Wbrew ogólnemu przekonaniu święto to zapoczątkowały wydarzenia nie w komunistycznej Rosji, lecz… w kapitalistycznych Stanach Zjednoczonych. Dzień ten upamiętnia wydarzenia z początku maja 1886 roku w Chicago. Wówczas to w Wietrznym Mieście trwał strajk, który był częścią ogólnokrajowych protestów mających na celu wymuszenie wprowadzenia ośmiogodzinnego dnia pracy oraz poprawy jej warunków. Warunki pracy w ówczesnych zakładach były koszmarne: pracownicy byli całkowicie bezwolni i bezwzględnie wykorzystywani przez właścicieli firm, a dwunastogodzinny dzień pracy był czymś normalnym. Wszystko to powodowało narastanie buntowniczych nastrojów wśród robotników. Przełomowe okazały się wydarzenia, które rozegrały się w zakładzie firmy McCormick Harvester Co. Kiedy właściciel zakładu zwolnił wszystkich pracowników, a na ich miejsce przyjął nowych i wynajął ochroniarzy, zwolnieni robotnicy zorganizowali 1 maja wielką demonstrację, w której udział wzięło kilkadziesiąt tysięcy osób. Potem 3 maja podczas kolejnego wiecu pod zakładem McCormicka policja brutalnie zaatakowała demonstrantów – zginęło kilku robotników, a wielu innych zostało pobitych i rannych. W kilkudniowych zamieszkach zginęło łącznie kilkunastu robotników i jeden policjant. Następnie rozpoczęły się prześladowania działaczy związkowych. W wyniku procesu za śmierć policjanta skazano na śmierć 7 osób (mimo że nie było przeciwko nim żadnych dowodów). Trzy lata po tych krwawych wydarzeniach – w 1889 roku – II Międzynarodówka postanowiła upamiętnić walkę robotników ustanawiając 1 maja Świętem Pracy. Po raz pierwszy obchodzono je w wielu krajach, w tym w Polsce po raz pierwszy w 1890 roku.
I choć minęło 136 lat od momentu, gdy pracownicy w Chicago musieli domagać się godnego i sprawiedliwego traktowania, my pracownicy Policji jesteśmy w analogicznej sytuacji.

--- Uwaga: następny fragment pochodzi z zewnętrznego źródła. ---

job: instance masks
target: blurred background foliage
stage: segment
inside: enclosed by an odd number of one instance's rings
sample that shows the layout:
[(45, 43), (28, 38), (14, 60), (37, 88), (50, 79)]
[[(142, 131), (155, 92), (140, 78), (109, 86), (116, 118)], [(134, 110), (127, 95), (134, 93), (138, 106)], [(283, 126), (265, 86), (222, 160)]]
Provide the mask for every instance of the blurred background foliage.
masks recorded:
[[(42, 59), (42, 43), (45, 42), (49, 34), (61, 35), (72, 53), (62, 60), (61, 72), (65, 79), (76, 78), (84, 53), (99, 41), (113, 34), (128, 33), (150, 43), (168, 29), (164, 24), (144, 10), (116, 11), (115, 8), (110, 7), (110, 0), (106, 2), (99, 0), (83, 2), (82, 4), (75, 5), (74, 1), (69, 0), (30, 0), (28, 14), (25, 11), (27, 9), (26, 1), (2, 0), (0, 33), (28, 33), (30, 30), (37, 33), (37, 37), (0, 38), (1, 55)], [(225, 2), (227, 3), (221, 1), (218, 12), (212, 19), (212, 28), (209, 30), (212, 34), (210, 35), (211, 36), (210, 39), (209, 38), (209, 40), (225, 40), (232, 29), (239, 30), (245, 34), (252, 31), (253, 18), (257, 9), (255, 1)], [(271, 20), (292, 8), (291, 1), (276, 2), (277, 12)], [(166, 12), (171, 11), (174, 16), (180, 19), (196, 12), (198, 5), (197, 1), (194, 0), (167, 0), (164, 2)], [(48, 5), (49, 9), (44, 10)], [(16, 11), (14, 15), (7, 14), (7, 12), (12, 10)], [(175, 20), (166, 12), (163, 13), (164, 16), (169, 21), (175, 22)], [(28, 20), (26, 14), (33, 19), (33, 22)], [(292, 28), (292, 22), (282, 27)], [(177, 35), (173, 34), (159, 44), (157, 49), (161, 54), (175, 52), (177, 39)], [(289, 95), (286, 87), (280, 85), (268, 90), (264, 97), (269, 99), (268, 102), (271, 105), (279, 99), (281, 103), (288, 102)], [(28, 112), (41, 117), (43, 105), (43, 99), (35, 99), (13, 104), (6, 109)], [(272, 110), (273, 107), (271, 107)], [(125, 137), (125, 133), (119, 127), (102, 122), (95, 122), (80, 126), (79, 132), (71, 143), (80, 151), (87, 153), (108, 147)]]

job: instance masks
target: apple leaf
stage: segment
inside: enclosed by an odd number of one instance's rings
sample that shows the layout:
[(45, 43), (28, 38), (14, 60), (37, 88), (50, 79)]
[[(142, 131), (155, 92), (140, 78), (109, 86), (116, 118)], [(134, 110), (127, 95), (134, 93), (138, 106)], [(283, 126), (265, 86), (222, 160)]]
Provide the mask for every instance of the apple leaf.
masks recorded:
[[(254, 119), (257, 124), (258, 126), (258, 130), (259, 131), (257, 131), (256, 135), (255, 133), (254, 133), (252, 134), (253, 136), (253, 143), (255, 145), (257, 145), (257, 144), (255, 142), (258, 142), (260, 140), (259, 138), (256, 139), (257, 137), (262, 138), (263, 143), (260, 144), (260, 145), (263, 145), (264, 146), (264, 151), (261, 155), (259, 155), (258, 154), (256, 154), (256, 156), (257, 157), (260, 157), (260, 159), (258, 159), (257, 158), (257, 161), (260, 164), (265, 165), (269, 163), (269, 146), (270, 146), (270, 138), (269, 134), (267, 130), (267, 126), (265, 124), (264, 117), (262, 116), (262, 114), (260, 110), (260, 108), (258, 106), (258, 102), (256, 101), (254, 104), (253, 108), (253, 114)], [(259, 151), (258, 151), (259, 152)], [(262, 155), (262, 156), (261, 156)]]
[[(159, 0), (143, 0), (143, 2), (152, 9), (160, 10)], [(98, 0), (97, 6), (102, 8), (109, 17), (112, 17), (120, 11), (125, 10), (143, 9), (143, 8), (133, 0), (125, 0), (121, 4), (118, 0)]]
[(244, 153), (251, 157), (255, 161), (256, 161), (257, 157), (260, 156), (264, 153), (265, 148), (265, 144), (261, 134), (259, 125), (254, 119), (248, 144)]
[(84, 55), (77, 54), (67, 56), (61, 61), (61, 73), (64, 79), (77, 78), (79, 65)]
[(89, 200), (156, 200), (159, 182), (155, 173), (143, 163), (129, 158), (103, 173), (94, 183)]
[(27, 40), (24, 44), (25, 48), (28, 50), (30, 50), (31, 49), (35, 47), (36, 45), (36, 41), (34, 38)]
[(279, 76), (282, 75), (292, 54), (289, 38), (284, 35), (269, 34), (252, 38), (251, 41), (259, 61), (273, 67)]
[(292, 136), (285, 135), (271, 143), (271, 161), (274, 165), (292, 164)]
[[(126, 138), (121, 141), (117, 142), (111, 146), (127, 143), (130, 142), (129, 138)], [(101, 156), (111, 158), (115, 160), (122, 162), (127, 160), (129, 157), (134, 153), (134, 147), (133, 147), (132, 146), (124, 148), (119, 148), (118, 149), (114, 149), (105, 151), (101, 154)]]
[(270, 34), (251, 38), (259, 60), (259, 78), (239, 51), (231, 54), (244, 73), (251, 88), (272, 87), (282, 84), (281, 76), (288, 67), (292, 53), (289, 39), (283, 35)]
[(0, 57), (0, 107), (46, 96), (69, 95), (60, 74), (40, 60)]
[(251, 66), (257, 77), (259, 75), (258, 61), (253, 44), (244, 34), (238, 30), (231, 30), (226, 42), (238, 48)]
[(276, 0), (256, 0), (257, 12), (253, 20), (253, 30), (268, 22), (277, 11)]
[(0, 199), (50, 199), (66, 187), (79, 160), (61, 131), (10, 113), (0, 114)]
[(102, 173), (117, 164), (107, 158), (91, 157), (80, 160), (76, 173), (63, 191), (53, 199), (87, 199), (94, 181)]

Za odpowiedzialną i fachową pracę otrzymujemy wynagrodzenie oscylujące wokół płacy minimalnej, a nasz status nie zasługuje na umiejscowienie w ustawie o Policji, gdzie znajdują się zapisy o psach i koniach służbowych. W sytuacji, gdy na identycznych jak my, administracja, stanowiskach coraz częściej pełnią służbę policjanci. Realizując takie same jak pracownicy Policji zadania pobierają uposażenie o kilka tysięcy wyższe, korzystając z uprawnień należnych tylko służbom mundurowym. Za zajmowanie się zagadnieniami administracyjnymi, materialno-technicznymi nabędą uprawnienia do przejścia na zaopatrzenie emerytalne po 15 lub 25 latach służby.

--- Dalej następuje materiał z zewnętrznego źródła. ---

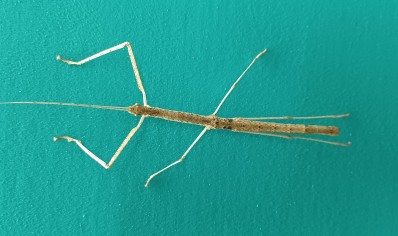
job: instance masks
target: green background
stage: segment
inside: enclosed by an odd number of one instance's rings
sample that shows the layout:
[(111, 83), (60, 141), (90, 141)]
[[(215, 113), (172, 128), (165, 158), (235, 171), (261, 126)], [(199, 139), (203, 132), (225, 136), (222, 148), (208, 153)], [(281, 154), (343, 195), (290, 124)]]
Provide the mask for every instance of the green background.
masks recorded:
[[(116, 111), (2, 105), (2, 235), (398, 235), (398, 2), (3, 1), (0, 101), (128, 106), (141, 102), (130, 41), (152, 106), (210, 114), (264, 48), (219, 115), (350, 112), (328, 140), (348, 148), (207, 133), (147, 119), (110, 170), (138, 119)], [(307, 122), (307, 121), (306, 121)]]

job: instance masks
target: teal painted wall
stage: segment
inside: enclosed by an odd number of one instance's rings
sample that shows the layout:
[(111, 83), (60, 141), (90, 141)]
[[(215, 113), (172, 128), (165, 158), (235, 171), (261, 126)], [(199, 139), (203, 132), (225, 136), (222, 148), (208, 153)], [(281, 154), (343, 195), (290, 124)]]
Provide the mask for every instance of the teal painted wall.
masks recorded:
[[(67, 3), (68, 2), (68, 3)], [(1, 235), (398, 235), (398, 2), (3, 1), (0, 101), (141, 102), (133, 43), (152, 106), (210, 114), (265, 47), (219, 115), (324, 115), (342, 148), (212, 131), (186, 162), (144, 188), (201, 128), (116, 111), (2, 105)]]

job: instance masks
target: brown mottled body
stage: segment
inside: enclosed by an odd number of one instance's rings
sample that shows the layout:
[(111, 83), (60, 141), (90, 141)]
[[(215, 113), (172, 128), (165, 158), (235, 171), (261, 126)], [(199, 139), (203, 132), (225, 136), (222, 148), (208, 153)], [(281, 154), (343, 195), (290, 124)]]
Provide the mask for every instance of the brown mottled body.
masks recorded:
[(322, 134), (336, 136), (338, 127), (281, 124), (274, 122), (259, 122), (241, 118), (220, 118), (214, 115), (202, 116), (188, 112), (166, 110), (157, 107), (135, 104), (128, 108), (128, 112), (136, 116), (152, 116), (165, 120), (201, 125), (211, 129), (226, 129), (246, 133), (292, 133), (292, 134)]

Czy środowisko pracowników Policji będzie potrafiło, wzorem ludzi żyjących blisko 1,5 wieku temu zawalczyć o swoją godność i sprawiedliwość traktowania?
Z okazji 1 maja – święta ludzi pracy życzymy Nam wszystkim: jedności i związkowej solidarności, bez której świat Policji wkrótce zostanie światem bez pracownika Policji.